Mostrar mensagens com a etiqueta ASAE. Mostrar todas as mensagens
Mostrar mensagens com a etiqueta ASAE. Mostrar todas as mensagens

domingo, 28 de novembro de 2010

Quando a causa é apelativa, o voluntariado surge

É esta a ilação que se pode retirar da forte adesão por parte dos jovens na nova campanha do Banco Alimentar Contra a Fome, uma organização que recolhe alimentos para pessoas necessitadas. Tal foi a adesão que muitos jovens voluntários tiveram que ficar de fora. Afinal, o voluntariado juvenil em Portugal não é uma miragem, falta é conseguir cativá-lo. Cada vez mais este passará por causas, abraçadas por curtos períodos. No que parece ser uma tendência internacional, a confiar no que diz o investigador Bob Price para os EUA.
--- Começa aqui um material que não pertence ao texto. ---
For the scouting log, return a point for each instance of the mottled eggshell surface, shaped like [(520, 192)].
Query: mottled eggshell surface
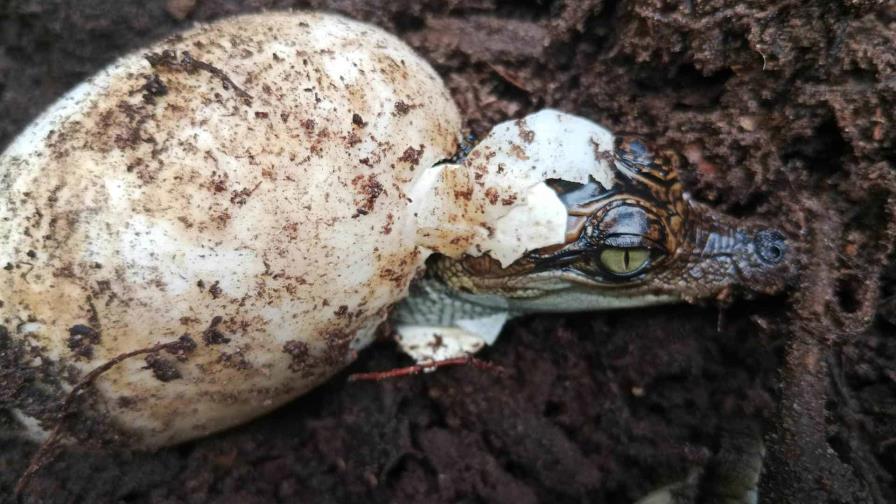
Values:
[(245, 184)]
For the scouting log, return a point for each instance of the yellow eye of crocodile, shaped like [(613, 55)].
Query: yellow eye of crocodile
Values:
[(622, 261)]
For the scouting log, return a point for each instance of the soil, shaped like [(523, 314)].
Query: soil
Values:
[(785, 112)]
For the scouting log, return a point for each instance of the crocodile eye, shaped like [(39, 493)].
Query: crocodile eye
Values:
[(624, 261)]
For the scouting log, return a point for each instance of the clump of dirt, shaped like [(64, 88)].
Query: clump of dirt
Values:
[(784, 111)]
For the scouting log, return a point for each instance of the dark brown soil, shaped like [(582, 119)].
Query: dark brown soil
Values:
[(785, 111)]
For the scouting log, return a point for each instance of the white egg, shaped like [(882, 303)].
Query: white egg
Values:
[(263, 189), (244, 183)]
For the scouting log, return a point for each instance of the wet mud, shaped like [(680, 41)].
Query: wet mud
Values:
[(784, 112)]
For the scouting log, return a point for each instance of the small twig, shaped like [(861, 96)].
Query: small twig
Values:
[(427, 366), (47, 450)]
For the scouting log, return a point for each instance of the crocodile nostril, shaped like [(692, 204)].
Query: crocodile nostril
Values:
[(771, 246)]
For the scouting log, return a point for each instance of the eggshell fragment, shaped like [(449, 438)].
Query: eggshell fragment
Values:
[(243, 185), (497, 201)]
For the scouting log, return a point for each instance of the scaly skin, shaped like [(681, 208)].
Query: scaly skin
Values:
[(695, 252)]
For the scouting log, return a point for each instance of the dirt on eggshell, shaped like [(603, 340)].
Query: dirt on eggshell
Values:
[(784, 112)]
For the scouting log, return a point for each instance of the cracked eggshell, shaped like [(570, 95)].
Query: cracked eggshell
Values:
[(243, 183), (497, 201)]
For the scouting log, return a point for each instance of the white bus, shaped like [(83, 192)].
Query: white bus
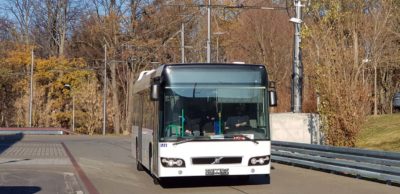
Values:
[(203, 120)]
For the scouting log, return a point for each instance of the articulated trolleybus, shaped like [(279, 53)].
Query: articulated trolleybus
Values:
[(203, 120)]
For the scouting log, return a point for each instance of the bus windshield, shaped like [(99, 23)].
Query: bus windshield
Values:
[(201, 111)]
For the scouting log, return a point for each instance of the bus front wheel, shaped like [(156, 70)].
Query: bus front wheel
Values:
[(139, 166)]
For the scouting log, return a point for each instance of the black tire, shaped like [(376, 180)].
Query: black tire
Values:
[(139, 166), (156, 181), (243, 178)]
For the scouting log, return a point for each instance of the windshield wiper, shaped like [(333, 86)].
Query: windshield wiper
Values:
[(245, 137), (187, 140), (183, 141)]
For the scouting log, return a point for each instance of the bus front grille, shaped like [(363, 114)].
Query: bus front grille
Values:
[(217, 160)]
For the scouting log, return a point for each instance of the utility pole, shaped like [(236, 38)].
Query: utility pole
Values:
[(209, 32), (105, 91), (297, 77), (73, 111), (31, 92), (183, 42)]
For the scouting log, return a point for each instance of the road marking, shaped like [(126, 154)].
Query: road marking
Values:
[(88, 184)]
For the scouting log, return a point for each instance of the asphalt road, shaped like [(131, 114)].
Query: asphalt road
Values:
[(41, 164)]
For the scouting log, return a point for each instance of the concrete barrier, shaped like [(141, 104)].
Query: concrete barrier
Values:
[(296, 127)]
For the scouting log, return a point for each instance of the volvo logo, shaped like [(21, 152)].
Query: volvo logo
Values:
[(217, 160)]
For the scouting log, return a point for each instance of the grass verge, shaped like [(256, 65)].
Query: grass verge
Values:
[(380, 133)]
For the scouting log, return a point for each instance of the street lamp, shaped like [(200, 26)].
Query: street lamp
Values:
[(69, 87), (218, 34)]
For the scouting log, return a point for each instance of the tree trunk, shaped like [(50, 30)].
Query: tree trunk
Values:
[(129, 115), (115, 103)]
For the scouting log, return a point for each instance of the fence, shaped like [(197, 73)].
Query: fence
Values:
[(378, 165)]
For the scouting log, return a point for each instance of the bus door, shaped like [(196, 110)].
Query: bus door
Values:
[(140, 130)]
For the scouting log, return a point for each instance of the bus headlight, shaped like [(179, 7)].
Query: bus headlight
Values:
[(172, 162), (259, 160)]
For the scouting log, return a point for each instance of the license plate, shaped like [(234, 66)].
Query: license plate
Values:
[(217, 172)]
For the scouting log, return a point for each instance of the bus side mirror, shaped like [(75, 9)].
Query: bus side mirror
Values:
[(155, 92), (273, 99)]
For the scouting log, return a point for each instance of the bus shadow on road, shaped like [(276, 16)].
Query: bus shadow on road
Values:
[(19, 189), (6, 141), (183, 182)]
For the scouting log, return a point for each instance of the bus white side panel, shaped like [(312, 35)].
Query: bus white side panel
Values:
[(147, 136)]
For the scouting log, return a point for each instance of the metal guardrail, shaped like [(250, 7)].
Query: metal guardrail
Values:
[(378, 165)]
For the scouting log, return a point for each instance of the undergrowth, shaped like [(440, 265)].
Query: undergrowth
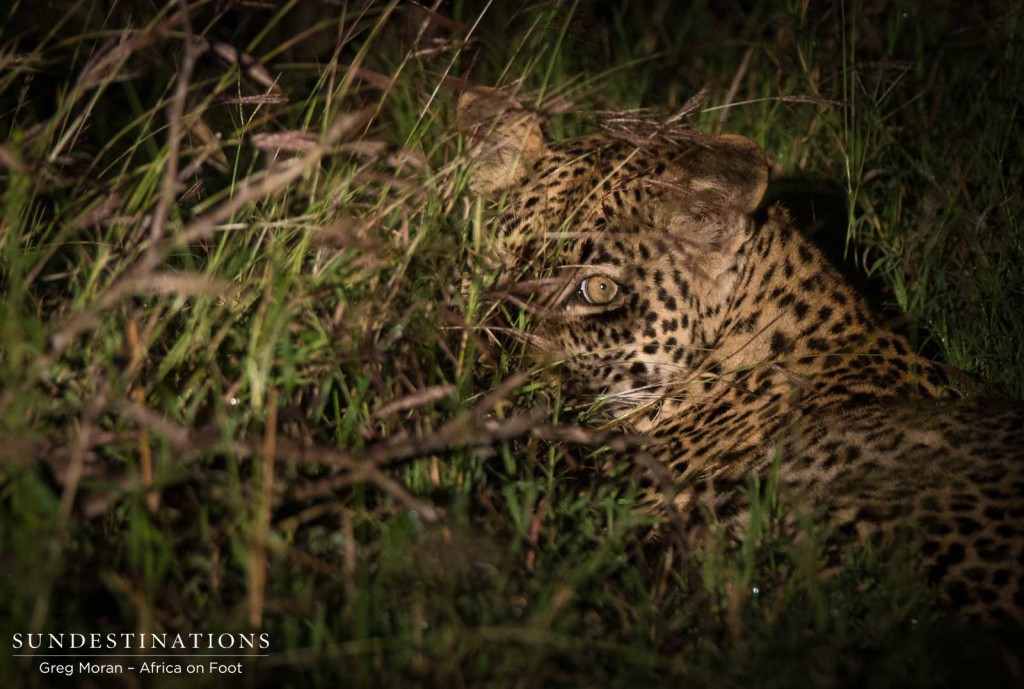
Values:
[(245, 382)]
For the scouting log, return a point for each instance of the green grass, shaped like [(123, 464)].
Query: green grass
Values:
[(317, 299)]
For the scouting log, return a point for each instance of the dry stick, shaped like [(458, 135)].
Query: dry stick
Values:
[(138, 394), (86, 427), (174, 115), (261, 530), (733, 89), (252, 188)]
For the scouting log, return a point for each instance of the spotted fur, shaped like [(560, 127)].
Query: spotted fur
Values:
[(725, 338)]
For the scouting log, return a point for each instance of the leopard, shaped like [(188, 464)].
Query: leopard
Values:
[(662, 285)]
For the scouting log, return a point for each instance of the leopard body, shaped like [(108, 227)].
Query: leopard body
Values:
[(726, 340)]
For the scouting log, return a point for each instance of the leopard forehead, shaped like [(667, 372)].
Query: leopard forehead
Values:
[(602, 207)]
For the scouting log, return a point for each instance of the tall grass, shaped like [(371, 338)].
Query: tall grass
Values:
[(246, 383)]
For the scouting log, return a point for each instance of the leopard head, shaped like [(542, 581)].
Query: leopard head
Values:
[(626, 245)]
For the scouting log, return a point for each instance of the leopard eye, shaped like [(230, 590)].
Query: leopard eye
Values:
[(598, 290)]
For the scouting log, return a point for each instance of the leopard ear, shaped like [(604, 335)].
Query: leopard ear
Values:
[(505, 137), (726, 173)]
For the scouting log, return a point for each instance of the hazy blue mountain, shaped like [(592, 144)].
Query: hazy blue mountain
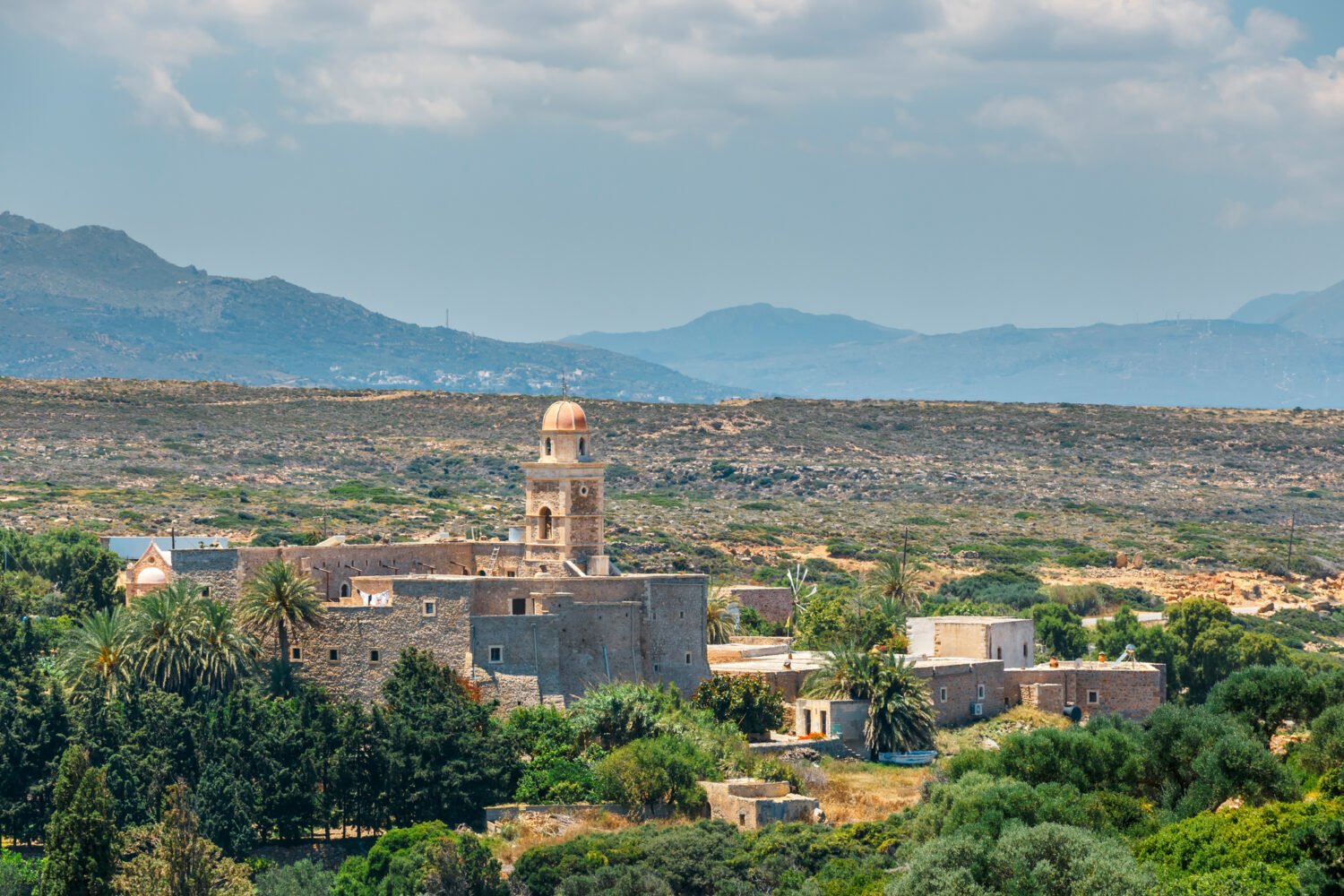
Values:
[(1266, 309), (1319, 314), (1193, 363), (91, 301), (744, 332)]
O Banco Alimentar é um caso português bem sucedido e já tem seguidores no estrangeiro. Isabel Jonet, a sua presidente, está de parabéns neste particular.

Também é de louvar a iniciativa prevista para 10 de Dezembro, em que as sobras alimentares dos restaurantes aderentes não serão deitadas ao lixo mas sim dadas a quem precisa. Valeu a pressão social neste sentido. Falta agora a ASAE não persistir em criar obstáculos.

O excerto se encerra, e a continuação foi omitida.